A few things to do in the Year of the Tiger

SOFARegistry V6

Although SOFARegistry V5 has been open source on GitHub for a long time and has achieved high performance, capacity, and stability, there are still some pain points in daily operation. Therefore, we have done a significant reconstruction of V6 version, which has made great breakthroughs in performance, stability, operation and maintenance, and completed the full launch in the production environment (cost reduction and efficiency improvement! We believe that SOFARegistry is a reliable choice for both small and medium sized companies and large enterprises.

In the process of developing this version, we have also developed a chaos testing tool for registry scenarios, which will be available in the near future to help you better evaluate the limitations of various open source registries so that you can choose the best product for you.

MOSN

MOSN, as the data surface of Service Mesh, has covered hundreds of thousands of containers in ant production environments, effectively solving our pain point of independent infrastructure evolution. Nearly 20 companies have registered to use MOSN in the community.
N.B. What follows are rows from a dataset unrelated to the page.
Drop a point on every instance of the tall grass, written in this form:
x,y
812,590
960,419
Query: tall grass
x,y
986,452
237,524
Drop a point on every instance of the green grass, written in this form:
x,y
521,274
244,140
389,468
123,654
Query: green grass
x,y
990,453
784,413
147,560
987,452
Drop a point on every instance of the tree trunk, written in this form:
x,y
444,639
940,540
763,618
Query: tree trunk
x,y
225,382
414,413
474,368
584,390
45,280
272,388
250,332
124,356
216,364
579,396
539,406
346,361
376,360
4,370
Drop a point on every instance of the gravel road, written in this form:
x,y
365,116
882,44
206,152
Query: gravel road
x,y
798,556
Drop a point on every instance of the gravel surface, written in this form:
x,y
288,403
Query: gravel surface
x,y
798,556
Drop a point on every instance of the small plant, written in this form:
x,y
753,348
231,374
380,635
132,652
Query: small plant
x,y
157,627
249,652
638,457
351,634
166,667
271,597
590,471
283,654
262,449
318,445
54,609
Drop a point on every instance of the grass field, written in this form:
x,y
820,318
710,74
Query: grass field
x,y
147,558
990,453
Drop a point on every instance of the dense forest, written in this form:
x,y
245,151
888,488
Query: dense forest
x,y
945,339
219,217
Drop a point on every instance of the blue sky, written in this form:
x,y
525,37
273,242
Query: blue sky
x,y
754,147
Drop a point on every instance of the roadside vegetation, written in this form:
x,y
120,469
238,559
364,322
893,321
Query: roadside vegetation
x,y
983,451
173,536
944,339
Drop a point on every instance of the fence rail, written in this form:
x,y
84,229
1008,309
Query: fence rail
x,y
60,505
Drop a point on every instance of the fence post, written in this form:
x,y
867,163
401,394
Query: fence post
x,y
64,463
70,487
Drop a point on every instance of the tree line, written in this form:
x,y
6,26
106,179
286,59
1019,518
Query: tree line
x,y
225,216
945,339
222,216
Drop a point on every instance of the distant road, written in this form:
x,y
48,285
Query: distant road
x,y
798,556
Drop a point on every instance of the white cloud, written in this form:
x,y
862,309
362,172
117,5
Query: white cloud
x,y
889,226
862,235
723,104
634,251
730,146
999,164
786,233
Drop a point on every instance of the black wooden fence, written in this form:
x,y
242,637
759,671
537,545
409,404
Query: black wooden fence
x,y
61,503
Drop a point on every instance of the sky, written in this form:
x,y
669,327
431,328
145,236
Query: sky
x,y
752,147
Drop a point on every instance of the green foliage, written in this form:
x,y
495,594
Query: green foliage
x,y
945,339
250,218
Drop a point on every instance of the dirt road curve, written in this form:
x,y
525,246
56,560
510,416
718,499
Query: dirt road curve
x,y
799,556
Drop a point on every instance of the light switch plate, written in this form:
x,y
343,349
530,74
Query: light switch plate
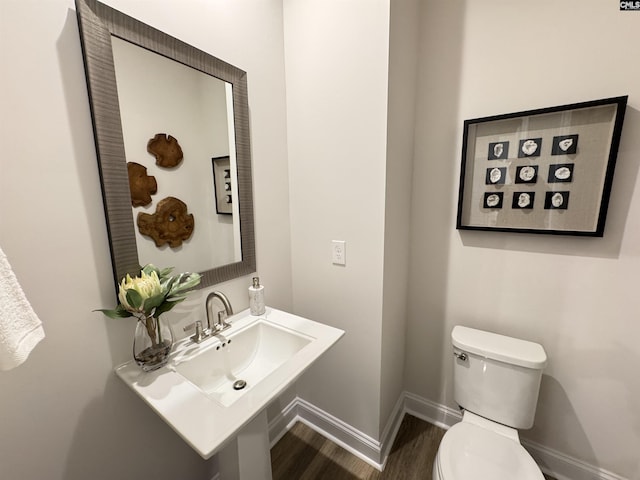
x,y
339,252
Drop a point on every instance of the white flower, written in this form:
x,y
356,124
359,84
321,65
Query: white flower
x,y
147,286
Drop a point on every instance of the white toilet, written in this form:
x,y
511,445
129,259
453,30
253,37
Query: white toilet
x,y
496,383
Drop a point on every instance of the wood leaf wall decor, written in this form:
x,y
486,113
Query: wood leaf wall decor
x,y
166,149
141,185
171,224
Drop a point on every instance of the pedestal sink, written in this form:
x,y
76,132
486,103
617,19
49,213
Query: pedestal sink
x,y
214,394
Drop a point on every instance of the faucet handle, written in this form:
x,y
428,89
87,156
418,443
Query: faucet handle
x,y
222,324
200,334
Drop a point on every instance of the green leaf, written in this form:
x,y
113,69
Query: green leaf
x,y
151,268
165,272
165,307
184,282
153,302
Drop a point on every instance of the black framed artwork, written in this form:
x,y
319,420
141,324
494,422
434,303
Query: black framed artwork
x,y
547,171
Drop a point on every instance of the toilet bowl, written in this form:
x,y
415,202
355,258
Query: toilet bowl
x,y
478,449
496,384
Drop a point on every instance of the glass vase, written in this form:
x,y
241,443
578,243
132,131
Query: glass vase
x,y
152,342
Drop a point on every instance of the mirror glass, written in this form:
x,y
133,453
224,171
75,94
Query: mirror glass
x,y
177,119
159,95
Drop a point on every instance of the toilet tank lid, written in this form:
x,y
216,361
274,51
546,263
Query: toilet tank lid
x,y
499,347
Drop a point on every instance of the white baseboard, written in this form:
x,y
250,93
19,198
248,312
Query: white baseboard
x,y
375,453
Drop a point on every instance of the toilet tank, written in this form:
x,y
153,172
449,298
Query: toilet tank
x,y
497,377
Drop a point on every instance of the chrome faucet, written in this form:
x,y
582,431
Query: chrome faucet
x,y
221,323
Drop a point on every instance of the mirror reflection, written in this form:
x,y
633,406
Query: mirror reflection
x,y
193,210
160,96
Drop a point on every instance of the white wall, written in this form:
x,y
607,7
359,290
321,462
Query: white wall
x,y
63,414
577,296
403,65
337,78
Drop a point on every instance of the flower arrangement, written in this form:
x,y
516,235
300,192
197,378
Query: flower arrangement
x,y
146,297
151,294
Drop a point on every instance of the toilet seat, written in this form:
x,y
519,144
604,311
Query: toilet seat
x,y
471,452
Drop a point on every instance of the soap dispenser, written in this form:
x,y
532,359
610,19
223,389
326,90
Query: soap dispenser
x,y
256,297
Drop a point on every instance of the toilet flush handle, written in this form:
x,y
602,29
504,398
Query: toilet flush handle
x,y
460,356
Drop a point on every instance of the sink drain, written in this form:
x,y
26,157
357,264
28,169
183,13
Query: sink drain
x,y
239,384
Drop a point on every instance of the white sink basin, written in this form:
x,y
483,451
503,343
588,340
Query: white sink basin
x,y
227,370
194,392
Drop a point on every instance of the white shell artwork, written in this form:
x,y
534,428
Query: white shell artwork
x,y
529,147
565,144
527,173
524,200
493,200
557,200
498,149
562,173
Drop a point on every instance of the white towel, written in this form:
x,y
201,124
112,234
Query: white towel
x,y
20,327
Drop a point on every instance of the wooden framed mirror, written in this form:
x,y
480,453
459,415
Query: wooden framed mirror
x,y
102,27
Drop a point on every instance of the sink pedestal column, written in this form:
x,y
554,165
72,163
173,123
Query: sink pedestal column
x,y
248,456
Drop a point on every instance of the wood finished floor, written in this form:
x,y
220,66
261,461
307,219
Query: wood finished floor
x,y
303,454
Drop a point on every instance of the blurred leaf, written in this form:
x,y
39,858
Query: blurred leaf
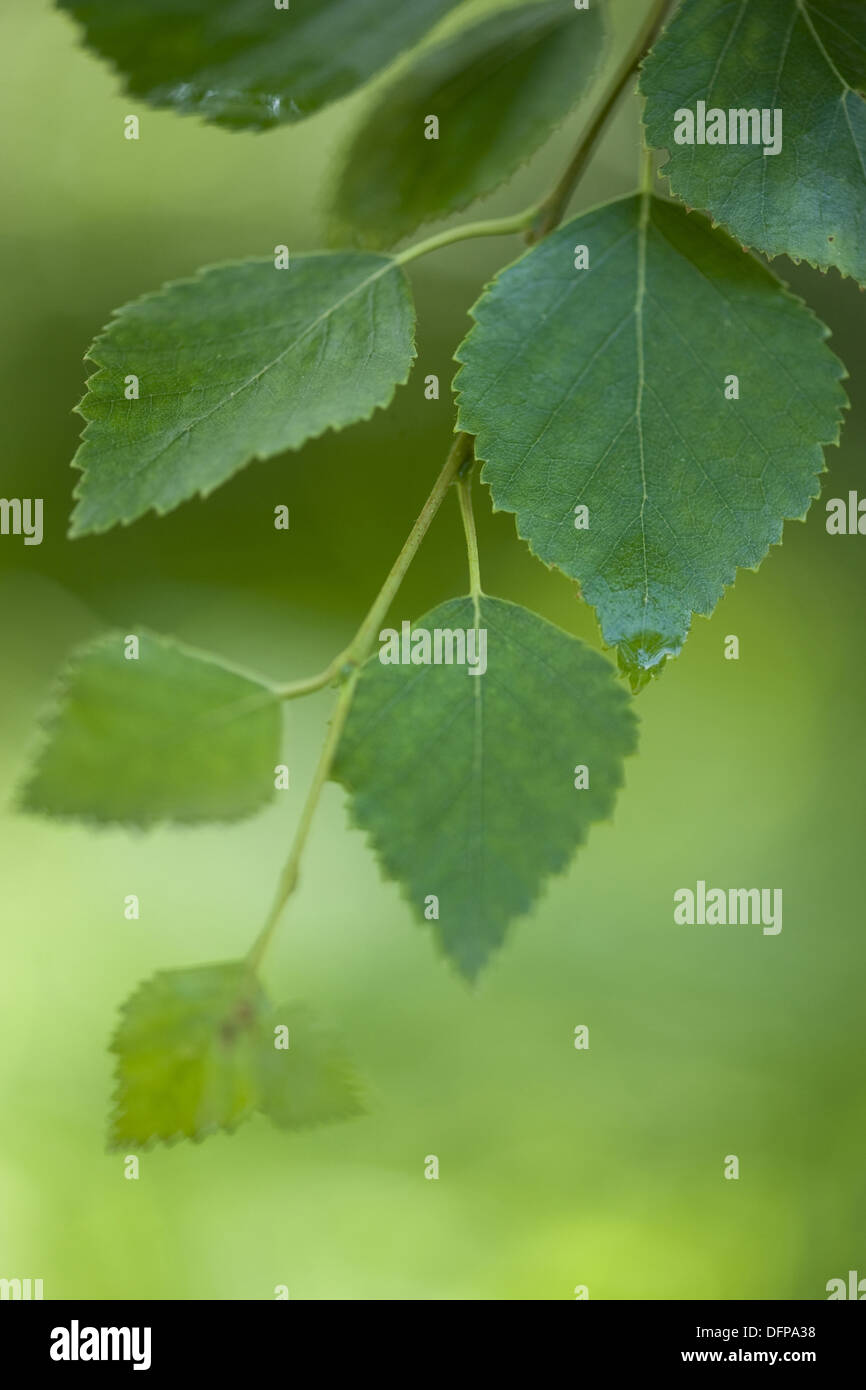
x,y
239,363
498,89
173,736
466,783
310,1082
196,1054
245,64
186,1047
804,59
605,388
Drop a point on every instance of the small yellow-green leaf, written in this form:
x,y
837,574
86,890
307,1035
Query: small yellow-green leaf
x,y
200,1050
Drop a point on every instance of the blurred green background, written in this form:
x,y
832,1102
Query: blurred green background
x,y
558,1168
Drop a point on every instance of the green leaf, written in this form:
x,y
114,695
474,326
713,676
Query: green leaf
x,y
239,363
196,1054
310,1082
466,783
245,64
173,736
496,89
802,59
605,388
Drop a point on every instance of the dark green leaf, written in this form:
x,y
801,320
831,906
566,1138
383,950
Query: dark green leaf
x,y
496,89
239,363
196,1054
802,59
605,388
245,63
466,783
173,736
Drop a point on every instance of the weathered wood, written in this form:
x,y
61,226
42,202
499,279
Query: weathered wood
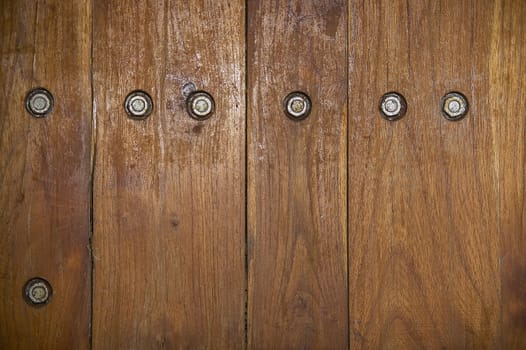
x,y
423,223
169,241
508,108
297,176
45,173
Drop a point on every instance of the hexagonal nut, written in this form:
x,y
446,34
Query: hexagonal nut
x,y
297,105
393,106
138,104
200,105
39,102
454,106
37,291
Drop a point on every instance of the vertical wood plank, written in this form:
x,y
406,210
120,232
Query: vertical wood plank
x,y
45,173
508,106
297,176
423,222
169,239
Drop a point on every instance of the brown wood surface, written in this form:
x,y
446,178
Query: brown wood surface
x,y
436,207
507,93
169,231
45,173
296,176
250,230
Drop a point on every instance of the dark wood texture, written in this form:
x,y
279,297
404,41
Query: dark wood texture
x,y
296,176
169,241
508,108
45,173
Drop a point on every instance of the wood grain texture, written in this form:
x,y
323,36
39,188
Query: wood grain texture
x,y
169,241
45,173
423,218
296,176
508,106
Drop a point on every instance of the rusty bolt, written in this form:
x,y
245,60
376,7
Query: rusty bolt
x,y
454,106
297,105
138,104
37,291
39,102
393,106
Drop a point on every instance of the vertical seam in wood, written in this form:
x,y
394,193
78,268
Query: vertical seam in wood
x,y
347,222
92,179
246,175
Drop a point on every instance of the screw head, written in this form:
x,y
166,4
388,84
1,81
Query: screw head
x,y
393,106
39,102
138,104
297,105
454,106
37,291
200,105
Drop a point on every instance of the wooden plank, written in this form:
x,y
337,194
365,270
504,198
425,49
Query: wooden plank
x,y
508,106
297,176
423,222
45,173
169,241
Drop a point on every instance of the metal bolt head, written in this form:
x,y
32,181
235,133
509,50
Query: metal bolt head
x,y
37,291
138,104
297,105
393,106
454,106
39,102
200,105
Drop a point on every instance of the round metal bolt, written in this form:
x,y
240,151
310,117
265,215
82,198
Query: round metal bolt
x,y
138,104
39,102
393,106
297,105
455,106
200,105
37,291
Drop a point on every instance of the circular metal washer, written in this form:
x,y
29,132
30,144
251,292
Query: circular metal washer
x,y
393,106
39,102
297,105
454,106
200,105
138,104
37,292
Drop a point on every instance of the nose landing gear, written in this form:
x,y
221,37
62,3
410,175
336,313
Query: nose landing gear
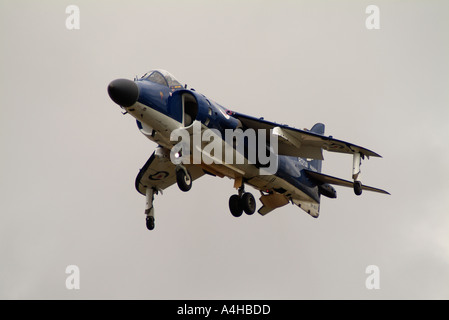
x,y
242,202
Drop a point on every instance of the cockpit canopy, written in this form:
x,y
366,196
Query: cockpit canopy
x,y
162,77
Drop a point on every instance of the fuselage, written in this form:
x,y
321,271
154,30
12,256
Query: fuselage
x,y
162,105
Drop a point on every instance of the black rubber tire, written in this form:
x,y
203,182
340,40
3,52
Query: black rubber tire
x,y
183,180
234,206
150,223
358,188
248,203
Overall, however, the threshold is still relatively high.

So this year we will open source a MOSN management and control product, so as to get through the use of MOSN end-to-end, reduce the difficulty of use, benefit more users.

Layotto

Layotto is an important vehicle for the next five years of the cloud-native runtime, and this year we will continue to work with the Dapr community to push API standardization forward and redefine the boundaries of the infrastructure. It will also explore how Layotto on Envoy operates so that a Sidecar can operate with both Service Mesh and application runtime capabilities.

In terms of function runtime, last year we demonstrated in KubeCon how to schedule a WASM module into a Layotto process using K8s standard semantics, and this year we will continue to explore more possibilities in this direction.

Last April, SOFAStack celebrated its third birthday in Beijing, marking the community’s coming of age.

We deeply understand that the key to the sustainable and healthy development of open source projects is the community and every contributor in the community, every star, every issue and EVERY PR that drives the growth of the project.

We are also happy to see that there are nearly 100 new contributors to the community this year. We would like to extend our sincere thanks to all the new and old contributors to the community. You are the most valuable asset to the community!

In the future, we will continue to work in infrastructure, especially cloud native field, and look forward to collision and communication with more friends in the community, learning from each other and growing each other. Let’s keep our original intention and build SOFAStack community more open and interesting together!

Awesome SOFAer,Let’s build the community together!